Physics deals with the study and understanding of the physical world. And simultaneous study and measurement of experiment and mathematics lead us to the fundamental understanding of nature. Mathematics is the language of physics, and hence considered as the universal language to understand our existence and nature in this universe. Mathematics represents trust and truth. It may be true that the same mathematical theories hold true in other planets also, so it is a must for a good physicist to have a strong background of mathematics. The human mind, physical world and mathematics relate with each other in a subtle way. It is a universal eternal triangle. And because of this triangle, the quest for knowing more and more about this universe goes on. Stephen Hawking once remarked, “There is no need of invoking God, as long as we have mathematics”.

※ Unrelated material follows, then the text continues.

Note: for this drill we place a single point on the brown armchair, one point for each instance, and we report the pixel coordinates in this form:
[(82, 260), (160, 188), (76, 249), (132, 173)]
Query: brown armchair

The human thirst for knowledge started a long time ago. Greek philosophers used to say that the four fundamental forces that constitute the universe were fire, air, water and land. If this theory were to be true, our life would have been simpler. But the quest was never ending. As the mathematical theories developed, more realistic theories were put forward by philosophers. The classical era was started by Kepler’s law. Kepler’s laws (1609) were the starting point in understanding physical world (Astronomia Nova). This was followed by the celebrated Newton’s laws of motion and Newton’s gravitational theory (Principia). Newtonian picture of the world is probably the most famous of all the theories that have been invented or discovered so far. It was the first window to look through nature. Newton used Euclidean geometry to represent his point of view of nature. Newton also started a new frontier in physics by discovering calculus to derive gravitational force equations, which led to the beginning of classical mechanics viz. Lagrangian and Hamiltonian formalisms. On the other side of the history in science, the empirical laws of electromagnetism lead to lines of force due to Faraday (experimentalist) and then to Maxwell’s four equations which are first order differential forms in symmetric space and time co-ordinates (gauge invariance and Lorentz transformation implicit). Also the introduction of Lorentz transformation leads to the geometry of flat space-time and birth of special theory of relativity of Albert Einstein. A more general symmetry (General Covariance for all frames including non-inertial frame) combined with Equivalence Principle (Inertia=Gravity), leads to the development of Einstein’s General Theory of Relativity (GTR) (1916). In GTR the 4-dimentional curved space-time embodies the gravitational force. General Covariance is a local symmetry principle and extra structure known as affine connection (which represents gravitational potential) is needed to satisfy geometry of curved space-time and concept of classical field (Riemannian Geometry).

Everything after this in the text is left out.